The shoot was moved to Baltimore, where the Baltimore Film Office and the city’s police were happy to step in.
Paul Quander, D.C.’s deputy mayor for public safety and justice, has scheduled a meeting next week with the “House of Cards” producers “to really lay it out for them exactly what we can and cannot do,” Ribeiro said. He added that the D.C. Film Office “may have dropped the ball” in communicating the District’s policies.
Ribeiro’s comments are more detailed than the two-sentence statement issued by the MPD Wednesday, which read: “The Metropolitan Police Department is not the lead agency on presidential motorcades and we did not want to portray ourselves as such. We are sorry that the ‘House of Cards’ representatives are disappointed.”
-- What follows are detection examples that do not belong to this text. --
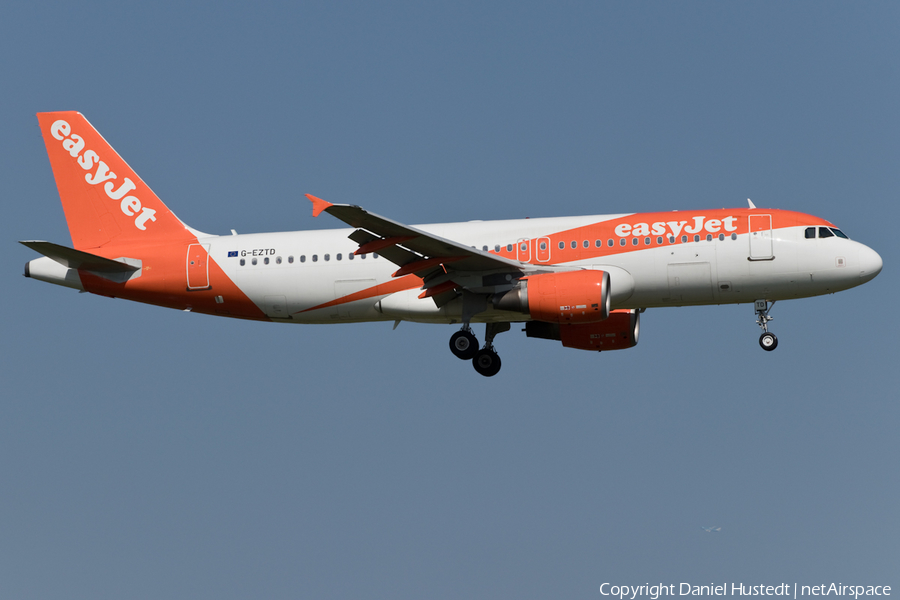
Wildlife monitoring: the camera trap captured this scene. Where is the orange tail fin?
[37,111,196,250]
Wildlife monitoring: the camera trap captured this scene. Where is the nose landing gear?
[754,300,778,352]
[450,323,478,360]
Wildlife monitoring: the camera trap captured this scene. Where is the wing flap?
[306,194,522,277]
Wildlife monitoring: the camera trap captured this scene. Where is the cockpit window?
[831,227,850,240]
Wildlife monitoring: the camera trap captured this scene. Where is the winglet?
[306,194,334,217]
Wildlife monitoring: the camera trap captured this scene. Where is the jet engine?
[525,309,641,351]
[493,270,610,324]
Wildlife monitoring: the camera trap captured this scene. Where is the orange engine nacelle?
[525,309,641,351]
[494,271,609,324]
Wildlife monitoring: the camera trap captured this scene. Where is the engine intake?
[525,309,641,351]
[493,270,610,324]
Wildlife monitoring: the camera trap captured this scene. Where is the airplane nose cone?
[859,246,883,282]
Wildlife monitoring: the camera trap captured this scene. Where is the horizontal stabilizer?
[19,240,140,273]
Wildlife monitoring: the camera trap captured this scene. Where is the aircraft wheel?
[759,332,778,352]
[450,329,478,360]
[472,348,500,377]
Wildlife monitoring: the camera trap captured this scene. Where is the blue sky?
[0,2,900,599]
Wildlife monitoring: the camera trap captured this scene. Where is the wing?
[306,194,527,306]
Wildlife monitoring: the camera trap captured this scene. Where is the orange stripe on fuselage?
[78,238,269,321]
[491,208,834,265]
[295,275,422,314]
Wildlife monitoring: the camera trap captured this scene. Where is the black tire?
[472,349,500,377]
[759,333,778,352]
[450,330,478,360]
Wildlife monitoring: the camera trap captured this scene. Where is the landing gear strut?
[754,300,778,352]
[472,323,510,377]
[450,323,510,377]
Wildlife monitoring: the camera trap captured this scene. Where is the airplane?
[21,111,882,377]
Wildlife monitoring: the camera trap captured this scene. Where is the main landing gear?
[450,323,510,377]
[754,300,778,352]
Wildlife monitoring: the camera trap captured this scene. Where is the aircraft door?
[516,238,531,262]
[535,238,550,262]
[187,244,209,290]
[748,215,774,260]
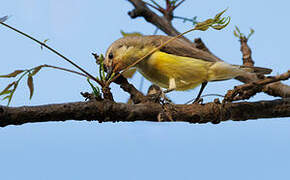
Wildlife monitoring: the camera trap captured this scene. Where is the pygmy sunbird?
[104,35,272,100]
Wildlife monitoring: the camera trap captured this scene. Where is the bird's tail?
[208,62,272,81]
[234,65,272,74]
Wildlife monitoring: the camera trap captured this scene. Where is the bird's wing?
[145,35,221,62]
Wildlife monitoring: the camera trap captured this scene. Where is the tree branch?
[0,98,290,127]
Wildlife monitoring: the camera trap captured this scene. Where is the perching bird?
[104,35,272,99]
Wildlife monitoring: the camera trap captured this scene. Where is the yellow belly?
[136,51,213,90]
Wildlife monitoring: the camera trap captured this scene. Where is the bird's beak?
[106,66,114,81]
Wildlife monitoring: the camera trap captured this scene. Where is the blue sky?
[0,0,290,180]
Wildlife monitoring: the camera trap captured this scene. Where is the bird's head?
[104,36,154,78]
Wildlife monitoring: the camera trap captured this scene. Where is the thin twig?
[0,22,103,86]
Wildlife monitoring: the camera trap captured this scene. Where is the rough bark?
[0,98,290,127]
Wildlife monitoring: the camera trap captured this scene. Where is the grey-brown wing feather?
[145,35,221,62]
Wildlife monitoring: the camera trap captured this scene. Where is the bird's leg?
[160,78,176,103]
[193,81,207,103]
[163,78,176,94]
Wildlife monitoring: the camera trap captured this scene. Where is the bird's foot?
[192,98,203,104]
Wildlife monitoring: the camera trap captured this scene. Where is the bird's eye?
[108,53,114,59]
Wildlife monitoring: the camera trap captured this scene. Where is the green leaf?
[27,75,34,99]
[122,68,137,78]
[0,16,8,22]
[211,17,231,30]
[87,78,100,97]
[2,95,11,101]
[0,90,12,96]
[0,70,23,78]
[40,39,49,50]
[30,66,43,76]
[0,82,15,96]
[234,30,240,38]
[247,28,255,39]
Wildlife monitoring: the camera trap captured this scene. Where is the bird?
[104,35,272,101]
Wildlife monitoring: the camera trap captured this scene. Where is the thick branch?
[224,70,290,101]
[128,0,191,43]
[0,99,290,127]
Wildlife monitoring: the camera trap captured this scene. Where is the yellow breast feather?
[137,51,213,90]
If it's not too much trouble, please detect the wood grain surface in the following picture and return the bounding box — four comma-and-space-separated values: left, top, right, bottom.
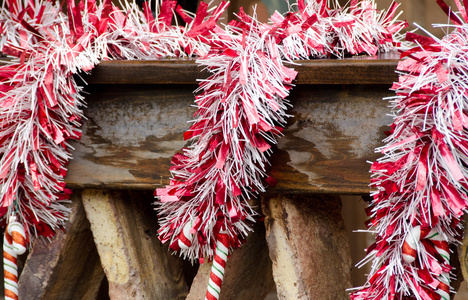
84, 53, 399, 84
66, 84, 392, 194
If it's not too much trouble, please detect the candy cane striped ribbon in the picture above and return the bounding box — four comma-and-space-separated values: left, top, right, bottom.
205, 231, 229, 300
402, 226, 450, 300
3, 221, 26, 300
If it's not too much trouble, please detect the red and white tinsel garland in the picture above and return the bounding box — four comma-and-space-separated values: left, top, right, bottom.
351, 0, 468, 300
0, 0, 405, 298
156, 1, 405, 260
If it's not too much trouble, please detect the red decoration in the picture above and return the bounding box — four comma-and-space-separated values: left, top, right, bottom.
351, 0, 468, 300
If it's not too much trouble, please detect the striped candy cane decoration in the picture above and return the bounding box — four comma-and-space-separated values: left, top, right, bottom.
402, 226, 450, 300
3, 220, 26, 300
178, 221, 194, 249
205, 231, 229, 300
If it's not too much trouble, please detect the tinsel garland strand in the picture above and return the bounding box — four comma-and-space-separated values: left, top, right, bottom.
351, 0, 468, 300
0, 0, 209, 240
0, 0, 405, 298
156, 1, 406, 261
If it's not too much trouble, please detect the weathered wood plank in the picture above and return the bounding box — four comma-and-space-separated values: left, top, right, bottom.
262, 195, 351, 300
66, 85, 392, 194
85, 53, 399, 84
186, 222, 274, 300
82, 190, 187, 300
19, 193, 105, 300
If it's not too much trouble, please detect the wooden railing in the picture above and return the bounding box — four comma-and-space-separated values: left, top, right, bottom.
14, 54, 468, 299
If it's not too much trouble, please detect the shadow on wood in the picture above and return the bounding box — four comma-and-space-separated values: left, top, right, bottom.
262, 194, 351, 300
186, 219, 274, 300
82, 190, 187, 300
19, 191, 105, 300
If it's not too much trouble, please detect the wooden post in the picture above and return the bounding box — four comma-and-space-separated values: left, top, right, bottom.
19, 192, 105, 300
82, 190, 187, 300
262, 195, 351, 300
186, 223, 274, 300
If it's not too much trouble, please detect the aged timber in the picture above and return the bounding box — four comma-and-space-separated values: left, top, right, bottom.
66, 52, 397, 194
85, 53, 399, 84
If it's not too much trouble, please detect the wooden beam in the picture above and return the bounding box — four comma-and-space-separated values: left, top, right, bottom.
84, 53, 399, 84
19, 192, 105, 300
262, 195, 351, 300
186, 223, 274, 300
82, 190, 187, 300
66, 85, 392, 194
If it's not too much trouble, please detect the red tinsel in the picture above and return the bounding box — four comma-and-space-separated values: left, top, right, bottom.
351, 0, 468, 300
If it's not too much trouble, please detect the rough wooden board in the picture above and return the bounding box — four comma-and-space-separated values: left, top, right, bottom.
66, 85, 392, 194
82, 190, 187, 300
84, 53, 399, 84
19, 192, 105, 300
262, 195, 351, 300
186, 223, 274, 300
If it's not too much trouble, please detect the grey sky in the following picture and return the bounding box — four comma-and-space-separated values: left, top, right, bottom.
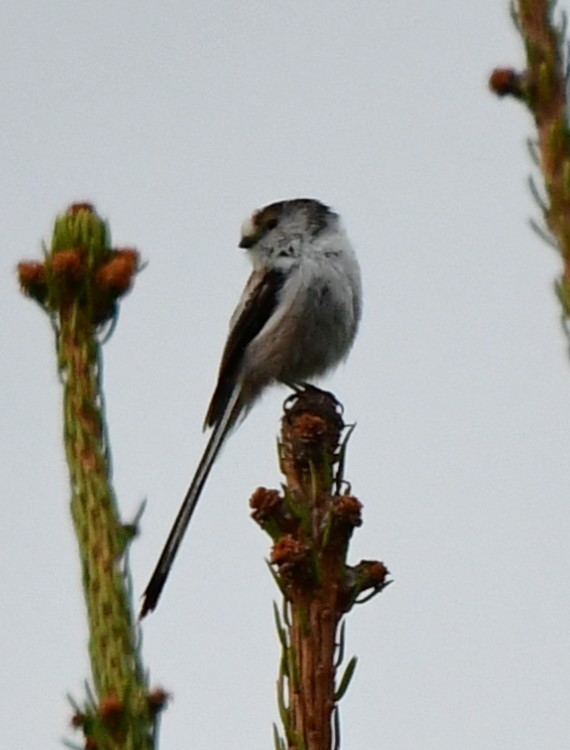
0, 0, 570, 750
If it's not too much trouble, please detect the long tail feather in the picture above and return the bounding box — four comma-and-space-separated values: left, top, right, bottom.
140, 385, 242, 619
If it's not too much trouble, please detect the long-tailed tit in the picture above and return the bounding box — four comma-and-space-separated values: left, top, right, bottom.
141, 198, 362, 617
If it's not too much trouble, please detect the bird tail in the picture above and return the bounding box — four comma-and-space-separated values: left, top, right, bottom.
139, 384, 242, 620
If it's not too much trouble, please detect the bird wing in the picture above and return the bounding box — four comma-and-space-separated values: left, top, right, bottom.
204, 269, 286, 428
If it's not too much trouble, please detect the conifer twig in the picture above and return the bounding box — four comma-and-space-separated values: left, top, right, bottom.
489, 0, 570, 318
18, 204, 166, 750
251, 388, 388, 750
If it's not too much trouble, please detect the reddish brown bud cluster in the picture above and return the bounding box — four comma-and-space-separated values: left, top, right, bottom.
18, 247, 140, 324
489, 68, 525, 99
97, 248, 139, 298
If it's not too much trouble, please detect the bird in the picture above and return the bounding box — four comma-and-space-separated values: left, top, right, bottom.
140, 198, 362, 619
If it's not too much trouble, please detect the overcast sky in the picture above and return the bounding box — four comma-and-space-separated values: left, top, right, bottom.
0, 0, 570, 750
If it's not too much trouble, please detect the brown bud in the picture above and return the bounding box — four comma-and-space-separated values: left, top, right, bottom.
489, 68, 525, 99
97, 248, 139, 297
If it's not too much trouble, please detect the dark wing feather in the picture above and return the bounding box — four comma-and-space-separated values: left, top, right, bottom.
204, 271, 285, 427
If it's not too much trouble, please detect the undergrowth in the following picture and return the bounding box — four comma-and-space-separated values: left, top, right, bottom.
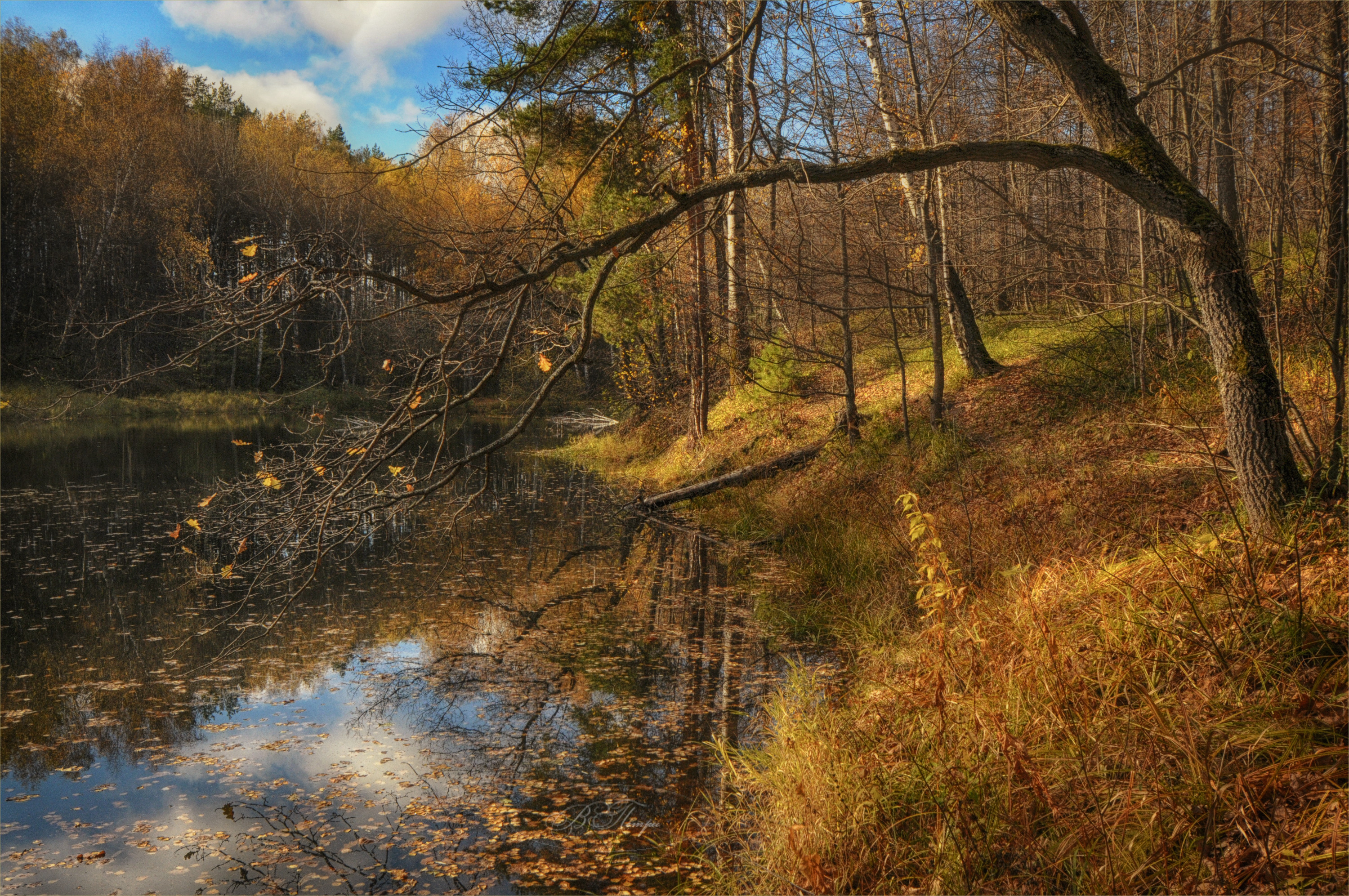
565, 318, 1349, 893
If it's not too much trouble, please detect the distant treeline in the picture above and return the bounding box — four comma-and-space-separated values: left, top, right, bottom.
0, 20, 442, 388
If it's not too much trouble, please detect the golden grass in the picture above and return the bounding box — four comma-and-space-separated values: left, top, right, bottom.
567, 321, 1349, 893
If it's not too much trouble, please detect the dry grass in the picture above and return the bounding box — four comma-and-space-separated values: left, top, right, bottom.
569, 318, 1349, 893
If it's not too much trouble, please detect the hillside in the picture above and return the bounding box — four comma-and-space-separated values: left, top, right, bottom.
567, 318, 1349, 893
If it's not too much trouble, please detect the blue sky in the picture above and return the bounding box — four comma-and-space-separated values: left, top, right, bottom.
0, 0, 475, 152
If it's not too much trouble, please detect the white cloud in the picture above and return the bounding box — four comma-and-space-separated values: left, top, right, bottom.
363, 98, 421, 124
161, 0, 295, 43
188, 65, 340, 124
162, 0, 464, 90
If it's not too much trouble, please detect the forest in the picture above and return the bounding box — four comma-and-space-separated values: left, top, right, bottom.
0, 0, 1349, 893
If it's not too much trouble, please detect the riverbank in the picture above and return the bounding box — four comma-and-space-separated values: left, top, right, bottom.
553, 321, 1349, 893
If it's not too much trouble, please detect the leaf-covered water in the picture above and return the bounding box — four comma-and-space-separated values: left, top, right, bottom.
0, 419, 826, 893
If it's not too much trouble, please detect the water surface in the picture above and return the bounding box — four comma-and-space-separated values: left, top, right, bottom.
0, 418, 809, 893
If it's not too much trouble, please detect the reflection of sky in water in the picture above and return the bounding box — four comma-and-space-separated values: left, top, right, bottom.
0, 415, 826, 893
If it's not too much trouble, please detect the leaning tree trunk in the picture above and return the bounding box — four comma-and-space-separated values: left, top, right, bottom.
858, 0, 1002, 378
982, 0, 1304, 529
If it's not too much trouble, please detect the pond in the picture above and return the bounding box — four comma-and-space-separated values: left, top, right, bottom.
0, 418, 820, 893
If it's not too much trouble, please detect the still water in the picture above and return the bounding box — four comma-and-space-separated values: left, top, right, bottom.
0, 418, 813, 893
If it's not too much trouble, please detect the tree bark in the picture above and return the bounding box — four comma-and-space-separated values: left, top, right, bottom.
1321, 0, 1349, 495
982, 0, 1304, 529
858, 0, 1002, 378
1209, 0, 1241, 240
637, 438, 828, 510
726, 0, 750, 384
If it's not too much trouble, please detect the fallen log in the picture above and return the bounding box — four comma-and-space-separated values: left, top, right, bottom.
637, 433, 834, 510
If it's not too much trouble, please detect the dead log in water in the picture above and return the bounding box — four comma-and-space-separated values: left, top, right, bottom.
637, 433, 832, 510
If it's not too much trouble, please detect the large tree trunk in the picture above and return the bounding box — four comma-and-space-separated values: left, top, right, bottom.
1322, 0, 1349, 494
1209, 0, 1241, 240
982, 0, 1304, 529
858, 0, 1002, 376
726, 0, 750, 384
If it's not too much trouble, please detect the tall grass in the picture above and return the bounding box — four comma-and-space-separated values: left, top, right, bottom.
714, 499, 1349, 893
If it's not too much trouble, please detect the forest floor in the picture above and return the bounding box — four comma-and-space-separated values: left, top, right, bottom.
563, 318, 1349, 893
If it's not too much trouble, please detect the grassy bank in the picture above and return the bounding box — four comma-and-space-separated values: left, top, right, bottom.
567, 321, 1349, 893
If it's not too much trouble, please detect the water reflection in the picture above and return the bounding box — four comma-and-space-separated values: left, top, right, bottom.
0, 421, 820, 893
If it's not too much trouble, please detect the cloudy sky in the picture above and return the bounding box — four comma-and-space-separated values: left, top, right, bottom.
0, 0, 475, 152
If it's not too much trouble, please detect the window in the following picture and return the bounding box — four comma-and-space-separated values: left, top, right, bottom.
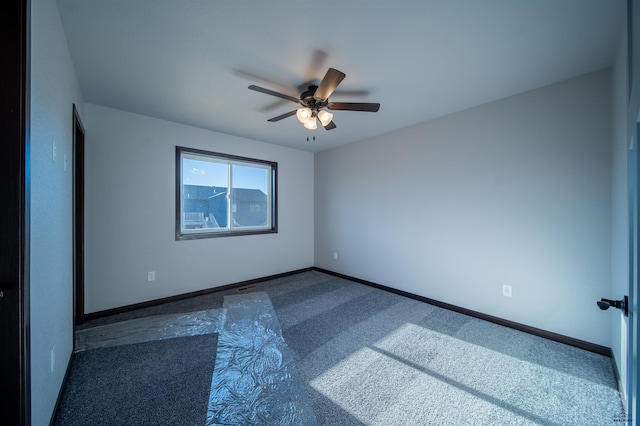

Ribeiro further emphasized that same point, that the Secret Service is in charge of motorcades and D.C. did not want to put itself out there, on film, as the lead. And Chief Cathy Lanier weighed in as well, in an email to Joseph Martin, a D.C. -based location manager.
“We have no problem if House of Cards wants to use actors and their own vehicles to portray anything they want,” the chief said. “We cannot use MPD motors, officers or cars to portray a presidential motorcade.”
Martin said the use of MPD as a motorcade extra used to be “routine” for television series productions such as “The West Wing.”
“This is new,” Martin said of the policy laid out by Ribeiro. “We always used real MPD vehicles as well as National Park Service police motorcycles. It was off-duty officers at production expense. They can make fake ones, but it’s going to be costly.”
If producers continue to use D.C. for little more than “plates” — the high-resolution still photography used to create fake D.C. backdrops — then the city loses out on revenue. And city businesses — from caterers to equipment suppliers — lose out on jobs.